There is no simple answer, as timing the market is difficult. While construction costs are rising due to supply chain shocks, delaying could mean facing even higher costs if disruptions persist. Fixed-price contracts provide some protection, but builders are increasingly reluctant to offer them or are building larger contingency margins. If you are planning to build, consider locking in material prices where possible, getting multiple quotes, and speaking with a qualified mortgage broker about construction loan options. For renovations, prioritise projects that add genuine value and consider staging work to manage cash flow.

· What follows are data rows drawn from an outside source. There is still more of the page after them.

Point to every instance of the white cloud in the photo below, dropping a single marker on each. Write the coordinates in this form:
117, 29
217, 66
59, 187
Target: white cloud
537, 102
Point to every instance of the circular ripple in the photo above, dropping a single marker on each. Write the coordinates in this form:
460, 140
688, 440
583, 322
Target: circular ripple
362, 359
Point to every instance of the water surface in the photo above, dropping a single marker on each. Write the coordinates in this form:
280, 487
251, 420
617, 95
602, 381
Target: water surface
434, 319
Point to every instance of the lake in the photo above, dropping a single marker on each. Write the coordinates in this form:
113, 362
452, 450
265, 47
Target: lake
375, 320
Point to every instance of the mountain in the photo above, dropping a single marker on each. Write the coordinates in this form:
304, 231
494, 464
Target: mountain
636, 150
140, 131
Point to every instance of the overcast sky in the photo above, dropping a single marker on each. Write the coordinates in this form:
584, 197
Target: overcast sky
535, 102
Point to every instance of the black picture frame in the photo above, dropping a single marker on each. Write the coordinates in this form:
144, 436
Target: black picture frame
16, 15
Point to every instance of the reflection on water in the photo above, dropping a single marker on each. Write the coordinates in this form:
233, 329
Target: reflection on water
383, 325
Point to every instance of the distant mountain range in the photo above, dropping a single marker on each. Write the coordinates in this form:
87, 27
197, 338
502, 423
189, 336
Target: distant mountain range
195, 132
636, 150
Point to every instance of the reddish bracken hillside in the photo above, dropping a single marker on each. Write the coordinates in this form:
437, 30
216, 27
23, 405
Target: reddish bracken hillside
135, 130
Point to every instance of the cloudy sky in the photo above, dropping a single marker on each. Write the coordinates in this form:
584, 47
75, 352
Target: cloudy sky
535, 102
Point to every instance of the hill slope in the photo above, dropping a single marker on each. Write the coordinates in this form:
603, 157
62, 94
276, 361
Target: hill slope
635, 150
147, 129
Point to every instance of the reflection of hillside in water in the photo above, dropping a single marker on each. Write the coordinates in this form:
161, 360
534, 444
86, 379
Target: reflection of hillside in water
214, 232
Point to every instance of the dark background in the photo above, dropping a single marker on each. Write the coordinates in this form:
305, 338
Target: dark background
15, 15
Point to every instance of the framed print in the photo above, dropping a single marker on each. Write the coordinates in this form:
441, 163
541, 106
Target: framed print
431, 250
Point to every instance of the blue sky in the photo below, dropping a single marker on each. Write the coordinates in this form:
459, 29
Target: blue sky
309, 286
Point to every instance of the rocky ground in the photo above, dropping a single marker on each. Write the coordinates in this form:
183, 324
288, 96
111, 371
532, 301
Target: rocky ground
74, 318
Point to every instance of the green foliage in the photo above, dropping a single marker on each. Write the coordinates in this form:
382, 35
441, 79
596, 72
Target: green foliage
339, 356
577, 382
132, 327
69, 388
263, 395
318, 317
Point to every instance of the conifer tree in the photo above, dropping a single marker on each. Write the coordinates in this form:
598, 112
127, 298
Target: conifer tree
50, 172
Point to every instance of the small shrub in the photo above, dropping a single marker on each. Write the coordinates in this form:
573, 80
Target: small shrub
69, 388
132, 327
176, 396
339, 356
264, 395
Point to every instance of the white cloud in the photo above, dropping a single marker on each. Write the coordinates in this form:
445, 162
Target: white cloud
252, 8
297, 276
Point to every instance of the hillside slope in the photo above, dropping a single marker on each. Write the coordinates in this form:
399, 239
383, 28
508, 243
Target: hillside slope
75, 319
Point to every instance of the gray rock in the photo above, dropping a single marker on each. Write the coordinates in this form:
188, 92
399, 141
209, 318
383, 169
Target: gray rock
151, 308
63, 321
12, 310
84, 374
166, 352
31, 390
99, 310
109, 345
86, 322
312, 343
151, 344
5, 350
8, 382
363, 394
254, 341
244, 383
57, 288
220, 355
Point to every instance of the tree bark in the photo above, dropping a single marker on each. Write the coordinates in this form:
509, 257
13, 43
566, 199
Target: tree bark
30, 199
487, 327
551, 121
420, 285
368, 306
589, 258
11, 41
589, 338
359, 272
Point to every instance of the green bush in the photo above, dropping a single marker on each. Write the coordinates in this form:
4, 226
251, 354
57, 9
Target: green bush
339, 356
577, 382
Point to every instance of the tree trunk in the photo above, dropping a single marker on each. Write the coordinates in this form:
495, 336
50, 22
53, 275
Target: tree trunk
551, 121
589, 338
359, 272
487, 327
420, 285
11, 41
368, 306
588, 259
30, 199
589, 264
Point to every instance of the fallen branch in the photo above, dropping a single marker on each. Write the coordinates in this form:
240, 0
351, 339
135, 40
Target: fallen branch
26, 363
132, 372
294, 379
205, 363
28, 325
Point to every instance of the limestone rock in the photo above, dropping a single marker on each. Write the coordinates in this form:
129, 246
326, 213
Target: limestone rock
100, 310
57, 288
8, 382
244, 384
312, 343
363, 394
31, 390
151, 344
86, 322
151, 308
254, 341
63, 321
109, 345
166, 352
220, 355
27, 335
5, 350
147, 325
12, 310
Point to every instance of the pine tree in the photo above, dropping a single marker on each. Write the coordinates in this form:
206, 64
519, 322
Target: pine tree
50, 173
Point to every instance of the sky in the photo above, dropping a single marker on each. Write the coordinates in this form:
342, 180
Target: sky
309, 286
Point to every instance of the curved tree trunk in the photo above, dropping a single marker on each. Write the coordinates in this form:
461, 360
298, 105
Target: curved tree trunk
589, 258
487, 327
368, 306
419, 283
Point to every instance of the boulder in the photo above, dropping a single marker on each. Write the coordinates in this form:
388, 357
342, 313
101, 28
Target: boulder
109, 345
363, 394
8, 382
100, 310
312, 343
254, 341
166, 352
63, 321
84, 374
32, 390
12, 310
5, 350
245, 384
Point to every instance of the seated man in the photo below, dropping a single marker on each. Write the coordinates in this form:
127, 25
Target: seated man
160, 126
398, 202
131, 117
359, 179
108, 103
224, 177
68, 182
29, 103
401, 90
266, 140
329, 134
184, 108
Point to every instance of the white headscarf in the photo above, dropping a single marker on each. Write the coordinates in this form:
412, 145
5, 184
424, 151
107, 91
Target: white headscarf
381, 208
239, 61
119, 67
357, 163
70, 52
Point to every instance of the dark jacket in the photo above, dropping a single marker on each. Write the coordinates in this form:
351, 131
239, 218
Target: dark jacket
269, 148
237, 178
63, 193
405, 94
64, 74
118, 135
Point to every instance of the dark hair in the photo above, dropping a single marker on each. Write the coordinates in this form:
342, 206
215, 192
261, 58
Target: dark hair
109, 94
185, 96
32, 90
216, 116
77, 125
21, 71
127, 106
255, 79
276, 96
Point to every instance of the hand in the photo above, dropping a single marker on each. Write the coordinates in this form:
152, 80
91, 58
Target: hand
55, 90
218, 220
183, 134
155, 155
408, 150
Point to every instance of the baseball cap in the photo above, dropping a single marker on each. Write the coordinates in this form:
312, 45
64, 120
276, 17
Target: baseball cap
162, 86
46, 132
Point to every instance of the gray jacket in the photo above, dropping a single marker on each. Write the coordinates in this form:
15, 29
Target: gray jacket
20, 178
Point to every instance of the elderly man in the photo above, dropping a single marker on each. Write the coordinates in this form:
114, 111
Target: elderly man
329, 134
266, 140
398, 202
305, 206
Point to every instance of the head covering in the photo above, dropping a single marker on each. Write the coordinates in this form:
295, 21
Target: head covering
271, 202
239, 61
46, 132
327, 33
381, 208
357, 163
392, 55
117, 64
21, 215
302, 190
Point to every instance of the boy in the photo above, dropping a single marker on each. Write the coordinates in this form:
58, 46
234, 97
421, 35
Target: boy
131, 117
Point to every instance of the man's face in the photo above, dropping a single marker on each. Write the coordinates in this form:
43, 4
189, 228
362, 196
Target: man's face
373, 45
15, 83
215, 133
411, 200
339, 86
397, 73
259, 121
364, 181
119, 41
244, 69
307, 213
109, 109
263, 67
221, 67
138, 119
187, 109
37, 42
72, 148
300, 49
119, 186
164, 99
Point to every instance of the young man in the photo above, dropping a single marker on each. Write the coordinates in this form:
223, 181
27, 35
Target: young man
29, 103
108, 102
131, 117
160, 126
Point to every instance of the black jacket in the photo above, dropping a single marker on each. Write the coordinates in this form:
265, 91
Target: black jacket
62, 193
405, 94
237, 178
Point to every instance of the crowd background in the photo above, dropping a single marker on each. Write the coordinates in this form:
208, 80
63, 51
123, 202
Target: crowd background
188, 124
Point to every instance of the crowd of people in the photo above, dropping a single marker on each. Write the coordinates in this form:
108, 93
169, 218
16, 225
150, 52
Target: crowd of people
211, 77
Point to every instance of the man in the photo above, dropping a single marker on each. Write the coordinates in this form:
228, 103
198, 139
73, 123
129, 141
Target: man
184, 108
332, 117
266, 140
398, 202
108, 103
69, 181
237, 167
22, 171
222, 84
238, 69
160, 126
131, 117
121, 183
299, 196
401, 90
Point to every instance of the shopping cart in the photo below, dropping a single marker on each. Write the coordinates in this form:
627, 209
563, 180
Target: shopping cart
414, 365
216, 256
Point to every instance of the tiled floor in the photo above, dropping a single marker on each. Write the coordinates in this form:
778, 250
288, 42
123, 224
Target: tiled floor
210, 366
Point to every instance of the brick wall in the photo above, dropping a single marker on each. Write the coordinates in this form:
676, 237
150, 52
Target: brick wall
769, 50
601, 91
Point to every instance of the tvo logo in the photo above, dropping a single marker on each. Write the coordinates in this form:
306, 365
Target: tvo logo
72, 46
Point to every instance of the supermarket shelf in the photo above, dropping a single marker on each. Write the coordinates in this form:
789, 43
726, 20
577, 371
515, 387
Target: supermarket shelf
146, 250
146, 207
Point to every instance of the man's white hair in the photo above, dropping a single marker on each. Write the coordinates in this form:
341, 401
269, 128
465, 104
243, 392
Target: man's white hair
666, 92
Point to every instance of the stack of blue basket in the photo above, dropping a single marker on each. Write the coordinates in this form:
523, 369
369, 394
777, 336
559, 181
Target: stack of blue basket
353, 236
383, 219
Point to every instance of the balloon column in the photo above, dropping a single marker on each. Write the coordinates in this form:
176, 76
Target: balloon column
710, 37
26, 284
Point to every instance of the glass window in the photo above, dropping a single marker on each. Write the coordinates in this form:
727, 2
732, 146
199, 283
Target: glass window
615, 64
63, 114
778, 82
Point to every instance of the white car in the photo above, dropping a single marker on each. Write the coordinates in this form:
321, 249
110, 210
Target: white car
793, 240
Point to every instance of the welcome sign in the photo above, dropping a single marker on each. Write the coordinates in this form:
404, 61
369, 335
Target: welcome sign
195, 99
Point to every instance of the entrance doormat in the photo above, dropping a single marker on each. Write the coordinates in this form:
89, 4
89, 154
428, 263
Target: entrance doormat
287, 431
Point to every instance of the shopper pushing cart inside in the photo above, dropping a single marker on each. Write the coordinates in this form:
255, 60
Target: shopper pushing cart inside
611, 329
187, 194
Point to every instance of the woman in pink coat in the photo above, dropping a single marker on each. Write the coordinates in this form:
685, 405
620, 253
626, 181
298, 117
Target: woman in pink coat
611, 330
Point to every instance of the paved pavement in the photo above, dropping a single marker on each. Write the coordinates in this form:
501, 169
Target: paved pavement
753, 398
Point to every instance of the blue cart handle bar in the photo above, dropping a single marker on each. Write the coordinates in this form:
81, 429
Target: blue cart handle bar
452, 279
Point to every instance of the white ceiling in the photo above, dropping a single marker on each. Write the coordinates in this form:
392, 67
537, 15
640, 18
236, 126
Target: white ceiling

How are Australian steel prices affected by the Middle East conflict in 2026?

Australian steel prices have surged in 2026 due to the Middle East conflict. Higher energy costs are flowing directly into steel production, while freight costs for imported steel have also risen sharply. The Australian Financial Review reported that major steel suppliers are passing on significant price increases to builders and developers. Steel is a critical input for residential construction (reinforcing, roofing, structural beams), so these increases affect nearly every building project. Builders on fixed-price contracts are particularly exposed, as they cannot pass these costs on to clients.